Beyond the beaches were large artillery pieces situated to bring down a curtain of fire on the beach. Some of these large guns were mounted on railroad tracks running in and out of caves protected by concrete and steel.
The battle for Japan would be won by what Simon Bolivar Buckner, a lieutenant general in the Confederate army during the Civil War, had called "Prairie Dog Warfare." This type of fighting was almost unknown to the ground troops in Europe and the Mediterranean. It was peculiar only to the soldiers and Marines who fought the Japanese on islands all over the Pacific -- at Tarawa, Saipan, lwo Jima and Okinawa. Prairie Dog Warfare was a battle for yards, feet and sometimes inches. It was a brutal, deadly and dangerous form of combat aimed at an underground, heavily fortified, non-retreating enemy.
In the mountains behind the Japanese beaches were underground networks of caves, bunkers, command posts and hospitals connected by miles of tunnels with dozens of entrances and exits. Some of these complexes could hold up to 1,000 troops.
Chemical
In addition to the use of poison gas and bacteriological warfare (which the Japanese had experimented with), Japan mobilised its citizenry.
Had Olympic come about, the Japanese civilian population, inflamed by a national slogan -- One Hundred Million Will Die for the Emperor and Nation -- was prepared to fight to the death.
At the early stage of the invasion, 1,000 Japanese and American soldiers would be dying every hour. Every foot of Japanese soil would have been paid for by Japanese and American lives.
Twenty-eight million Japanese had become a part of the National Volunteer Combat Force. They were armed with ancient rifles, lunge mines, sachel charges, Molotov cocktails and one-shot black powder mortars. Others were armed with swords, long bows, axes and bamboo spears.
The civilian units were to be used in night-time attacks, hit and run manoeuvres delaying actions and massive suicide charges at the weaker American positions. The invasion of Japan never became a reality because on 6 August 1945, an atomic bomb was exploded over Hiroshima. Three days later, a second bomb was dropped on Nagasaki. Within days the war with Japan was at a close.

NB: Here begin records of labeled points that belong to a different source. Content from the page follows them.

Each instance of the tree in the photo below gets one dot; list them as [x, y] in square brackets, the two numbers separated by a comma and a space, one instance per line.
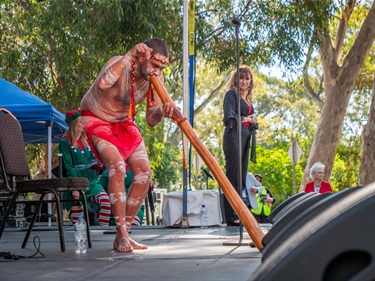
[339, 82]
[366, 174]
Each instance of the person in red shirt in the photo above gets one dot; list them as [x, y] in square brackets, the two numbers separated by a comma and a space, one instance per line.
[318, 184]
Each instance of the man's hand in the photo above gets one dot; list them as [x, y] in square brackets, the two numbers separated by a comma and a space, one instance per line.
[167, 110]
[140, 50]
[75, 194]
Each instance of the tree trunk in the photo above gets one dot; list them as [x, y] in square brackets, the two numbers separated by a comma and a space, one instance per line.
[366, 173]
[339, 82]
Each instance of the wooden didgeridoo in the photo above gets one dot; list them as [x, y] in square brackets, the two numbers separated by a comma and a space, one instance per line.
[232, 195]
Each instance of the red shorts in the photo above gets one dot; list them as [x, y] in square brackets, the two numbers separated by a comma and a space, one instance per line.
[126, 136]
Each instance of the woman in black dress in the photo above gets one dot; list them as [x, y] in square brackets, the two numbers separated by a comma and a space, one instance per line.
[249, 125]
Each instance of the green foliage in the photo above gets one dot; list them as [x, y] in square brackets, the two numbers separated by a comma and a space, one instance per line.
[276, 168]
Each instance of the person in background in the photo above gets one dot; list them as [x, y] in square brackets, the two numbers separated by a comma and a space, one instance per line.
[265, 201]
[318, 184]
[107, 110]
[248, 125]
[79, 161]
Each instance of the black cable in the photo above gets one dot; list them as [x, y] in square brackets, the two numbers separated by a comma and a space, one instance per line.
[12, 257]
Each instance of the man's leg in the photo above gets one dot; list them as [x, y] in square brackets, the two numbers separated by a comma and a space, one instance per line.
[116, 190]
[140, 167]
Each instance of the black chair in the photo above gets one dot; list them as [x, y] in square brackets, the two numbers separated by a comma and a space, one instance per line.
[15, 176]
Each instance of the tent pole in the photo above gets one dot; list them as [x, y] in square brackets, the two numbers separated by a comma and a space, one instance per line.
[49, 169]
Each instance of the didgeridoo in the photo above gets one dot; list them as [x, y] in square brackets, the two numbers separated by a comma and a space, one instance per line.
[232, 195]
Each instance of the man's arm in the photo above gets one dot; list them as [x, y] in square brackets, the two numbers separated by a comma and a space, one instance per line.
[155, 111]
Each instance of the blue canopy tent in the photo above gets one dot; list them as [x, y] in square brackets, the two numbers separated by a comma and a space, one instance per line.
[40, 121]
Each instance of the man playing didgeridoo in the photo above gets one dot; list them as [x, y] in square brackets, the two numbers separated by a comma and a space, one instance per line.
[108, 119]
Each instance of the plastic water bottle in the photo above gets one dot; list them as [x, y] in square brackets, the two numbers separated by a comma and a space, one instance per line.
[80, 236]
[204, 217]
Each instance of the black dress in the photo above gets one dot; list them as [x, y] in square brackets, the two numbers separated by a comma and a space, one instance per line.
[230, 145]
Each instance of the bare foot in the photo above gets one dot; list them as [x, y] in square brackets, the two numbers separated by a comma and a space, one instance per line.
[122, 244]
[127, 244]
[137, 246]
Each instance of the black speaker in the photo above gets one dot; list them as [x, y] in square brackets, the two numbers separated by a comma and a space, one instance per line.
[291, 214]
[300, 220]
[292, 204]
[335, 243]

Had these bombs not been dropped and had the invasion been launched as scheduled, combat casualties in Japan would have been at a minimum in the tens of thousands. Every foot of Japanese soil would have been paid for by Japanese and American lives. One can only guess at how many civilians would have committed suicide in their homes or in futile mass military attacks.
In retrospect, the 1 million American men who were to be the casualties of the invasion, were instead lucky enough to survive the war.
Intelligence studies and military estimates made more than 40 years ago, and no latter-day speculation, clearly indicate that the battle for Japan might well have resulted in the biggest blood bath in the history of modern warfare.
Far worse would be what might have happened to Japan as a nation and as a culture. When the invasion came, it would have come after several months of firebombing all of the remaining Japanese cities. The cost in human life that resulted from the two atomic blasts would be small in comparison to the total number of Japanese lives that would have been lost by this aerial devastation.
With American forces locked in combat in the south of Japan, little could have prevented the Soviet Union from marching into the northern half of the Japanese home islands. Japan today could be divided much like Korea and Germany before.
The world was spared the cost of Operation Downfall, however, because Japan formally surrendered to the United Nations 2 Sept. 1945, and World War 11 was over. In the fall of 1945, in the aftermath of the war, few people concerned themselves with the invasion plans.
Following the surrender, the classified documents, maps, diagrams and appendices for Operation Downfall were packed away in boxes and eventually stored at the National Archives. These plans that called for the invasion of Japan paint a vivid description of what might have been one of the most horrible campaigns in the history of man.